STUDENTS from Droitwich Spa High School managed to raise nearly £800 for a Birmingham-based charity farm recently with a non-uniform day.

Two year 11 students Tom Southwick and Steven Behan have been visiting Gloverspiece Mini Farm, which is run as a charity, every week since last September in a work placement as part of their alternative curriculum.

The farm offers a range of opportunities for people to get close to the animals from a forest school and activity days, to roadshows which visit schools and care homes, work experience placements, and volunteering opportunities.

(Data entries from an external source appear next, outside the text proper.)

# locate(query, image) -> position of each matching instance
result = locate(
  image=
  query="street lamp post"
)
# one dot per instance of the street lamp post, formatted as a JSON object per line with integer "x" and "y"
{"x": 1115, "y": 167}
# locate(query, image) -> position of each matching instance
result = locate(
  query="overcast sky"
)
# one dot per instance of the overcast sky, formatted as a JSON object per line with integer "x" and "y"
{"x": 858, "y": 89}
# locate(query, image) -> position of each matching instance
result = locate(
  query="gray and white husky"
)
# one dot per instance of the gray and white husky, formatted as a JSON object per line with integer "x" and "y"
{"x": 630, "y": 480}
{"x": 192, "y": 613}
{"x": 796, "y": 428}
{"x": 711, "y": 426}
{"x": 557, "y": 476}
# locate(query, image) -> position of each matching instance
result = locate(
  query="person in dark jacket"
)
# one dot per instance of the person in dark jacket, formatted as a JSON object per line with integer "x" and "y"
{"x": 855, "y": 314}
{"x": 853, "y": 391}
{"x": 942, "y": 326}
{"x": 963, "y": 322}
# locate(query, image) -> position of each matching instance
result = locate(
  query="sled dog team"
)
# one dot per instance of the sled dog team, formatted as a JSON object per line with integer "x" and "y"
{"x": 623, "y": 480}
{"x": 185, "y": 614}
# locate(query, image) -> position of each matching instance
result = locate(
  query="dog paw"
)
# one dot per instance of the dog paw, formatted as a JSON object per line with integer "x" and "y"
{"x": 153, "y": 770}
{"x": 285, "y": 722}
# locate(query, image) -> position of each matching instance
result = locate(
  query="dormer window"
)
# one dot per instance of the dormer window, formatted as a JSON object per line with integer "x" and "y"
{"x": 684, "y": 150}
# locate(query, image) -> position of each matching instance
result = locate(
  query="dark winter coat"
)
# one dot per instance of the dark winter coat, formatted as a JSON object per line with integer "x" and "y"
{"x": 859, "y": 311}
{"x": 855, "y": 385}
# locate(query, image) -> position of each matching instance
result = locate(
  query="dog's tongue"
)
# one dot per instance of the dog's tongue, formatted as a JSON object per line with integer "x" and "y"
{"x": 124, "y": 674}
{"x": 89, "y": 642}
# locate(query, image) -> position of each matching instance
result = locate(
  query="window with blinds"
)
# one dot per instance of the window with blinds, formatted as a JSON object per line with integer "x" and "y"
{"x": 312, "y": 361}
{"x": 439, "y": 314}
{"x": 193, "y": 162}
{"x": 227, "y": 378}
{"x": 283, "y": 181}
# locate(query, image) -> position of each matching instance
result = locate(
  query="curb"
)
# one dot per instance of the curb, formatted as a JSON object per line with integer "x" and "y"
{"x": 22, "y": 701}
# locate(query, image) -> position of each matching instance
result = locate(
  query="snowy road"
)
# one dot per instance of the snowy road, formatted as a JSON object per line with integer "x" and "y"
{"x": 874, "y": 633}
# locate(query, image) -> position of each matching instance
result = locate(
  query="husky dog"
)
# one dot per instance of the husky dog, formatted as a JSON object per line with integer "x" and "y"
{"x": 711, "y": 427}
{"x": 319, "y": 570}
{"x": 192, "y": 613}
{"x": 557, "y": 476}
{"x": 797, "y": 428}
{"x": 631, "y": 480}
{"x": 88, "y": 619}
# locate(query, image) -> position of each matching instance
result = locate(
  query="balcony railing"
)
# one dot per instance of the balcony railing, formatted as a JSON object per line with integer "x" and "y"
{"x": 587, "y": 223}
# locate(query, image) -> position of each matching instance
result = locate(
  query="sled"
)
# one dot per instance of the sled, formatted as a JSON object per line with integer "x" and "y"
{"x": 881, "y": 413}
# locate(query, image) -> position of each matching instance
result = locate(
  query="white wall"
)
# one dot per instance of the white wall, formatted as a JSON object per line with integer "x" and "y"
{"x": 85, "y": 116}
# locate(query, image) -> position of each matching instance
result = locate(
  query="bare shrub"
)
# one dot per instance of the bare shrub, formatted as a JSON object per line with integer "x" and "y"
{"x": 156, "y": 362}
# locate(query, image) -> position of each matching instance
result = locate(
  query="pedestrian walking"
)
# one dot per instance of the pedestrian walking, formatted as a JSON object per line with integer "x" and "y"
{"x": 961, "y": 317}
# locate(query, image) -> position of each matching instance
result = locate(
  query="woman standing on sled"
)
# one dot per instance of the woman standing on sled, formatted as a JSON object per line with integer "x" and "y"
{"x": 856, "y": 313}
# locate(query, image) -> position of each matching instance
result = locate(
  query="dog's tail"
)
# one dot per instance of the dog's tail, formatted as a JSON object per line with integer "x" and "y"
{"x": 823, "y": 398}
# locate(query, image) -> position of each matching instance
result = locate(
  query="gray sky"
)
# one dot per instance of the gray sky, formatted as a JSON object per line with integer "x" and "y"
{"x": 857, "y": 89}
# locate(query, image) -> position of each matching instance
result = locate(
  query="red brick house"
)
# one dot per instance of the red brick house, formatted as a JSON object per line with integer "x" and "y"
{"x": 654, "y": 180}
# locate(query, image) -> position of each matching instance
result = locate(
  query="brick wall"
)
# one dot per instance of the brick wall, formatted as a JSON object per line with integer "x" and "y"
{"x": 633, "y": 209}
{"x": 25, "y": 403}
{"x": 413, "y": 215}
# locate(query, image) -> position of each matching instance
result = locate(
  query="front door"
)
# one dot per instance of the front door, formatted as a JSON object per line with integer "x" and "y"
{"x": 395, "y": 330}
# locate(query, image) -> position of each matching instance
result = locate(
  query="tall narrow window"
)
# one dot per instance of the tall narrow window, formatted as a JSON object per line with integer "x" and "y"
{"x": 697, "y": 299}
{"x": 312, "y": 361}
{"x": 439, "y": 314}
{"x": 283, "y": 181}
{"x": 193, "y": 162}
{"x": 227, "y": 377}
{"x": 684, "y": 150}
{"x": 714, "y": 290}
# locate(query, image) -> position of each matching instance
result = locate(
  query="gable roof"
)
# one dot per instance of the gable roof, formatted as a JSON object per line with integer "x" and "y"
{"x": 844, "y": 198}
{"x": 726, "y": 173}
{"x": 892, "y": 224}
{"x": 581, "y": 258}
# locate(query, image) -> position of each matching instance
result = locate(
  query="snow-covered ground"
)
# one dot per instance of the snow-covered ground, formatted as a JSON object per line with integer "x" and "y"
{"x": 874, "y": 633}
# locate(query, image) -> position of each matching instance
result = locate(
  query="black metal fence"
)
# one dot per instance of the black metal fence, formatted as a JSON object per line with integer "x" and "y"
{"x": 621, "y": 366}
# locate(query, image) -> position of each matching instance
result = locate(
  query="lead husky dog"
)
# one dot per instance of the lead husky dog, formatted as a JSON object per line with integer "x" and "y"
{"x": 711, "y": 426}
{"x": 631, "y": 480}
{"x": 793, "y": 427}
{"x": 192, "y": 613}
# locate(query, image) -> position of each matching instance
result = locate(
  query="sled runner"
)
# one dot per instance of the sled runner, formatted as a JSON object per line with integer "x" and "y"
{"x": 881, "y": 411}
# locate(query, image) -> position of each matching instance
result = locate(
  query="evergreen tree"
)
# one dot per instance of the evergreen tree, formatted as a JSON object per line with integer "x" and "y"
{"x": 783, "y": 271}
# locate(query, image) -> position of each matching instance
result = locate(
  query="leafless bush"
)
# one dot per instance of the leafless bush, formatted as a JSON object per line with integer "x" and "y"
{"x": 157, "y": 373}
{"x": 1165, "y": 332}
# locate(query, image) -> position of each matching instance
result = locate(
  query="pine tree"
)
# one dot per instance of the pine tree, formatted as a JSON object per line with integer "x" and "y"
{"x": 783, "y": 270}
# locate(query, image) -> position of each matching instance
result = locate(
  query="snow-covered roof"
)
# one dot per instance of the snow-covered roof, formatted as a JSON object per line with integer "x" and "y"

The two students have been learning the correct way to work with and care for the wide range of animals housed at the farm including horses, ponies, donkeys, sheep, goats, pigs, ducks, geese, quails, cats, dogs, rabbits, guinea pigs, ferrets, raccoons and alpacas.

Ms Rebecca Piesse, the teacher in charge of their placement, is full of praise for the boys. She said: “They have been brilliant. I am so proud of the way they have got on with the range of things they are asked to do at the farm. They have done a range of jobs, including feeding, watering and cleaning the animals, mucking out stables, lots of poo picking, maintenance of fences and exercising the animals. As we have just come out of the wettest winter on record, it has often been very cold, wet and muddy but the two lads have not missed a week and have never complained about the conditions. In fact they love it.”

Some of the £776 raised by the school will go towards the on-going care of the animals, as well as developing the travelling road show, with the majority being invested into a brand new barn with a kitchen, toilets, classroom area, hand washing facilities, a laundry, an office, first aid and small animal area.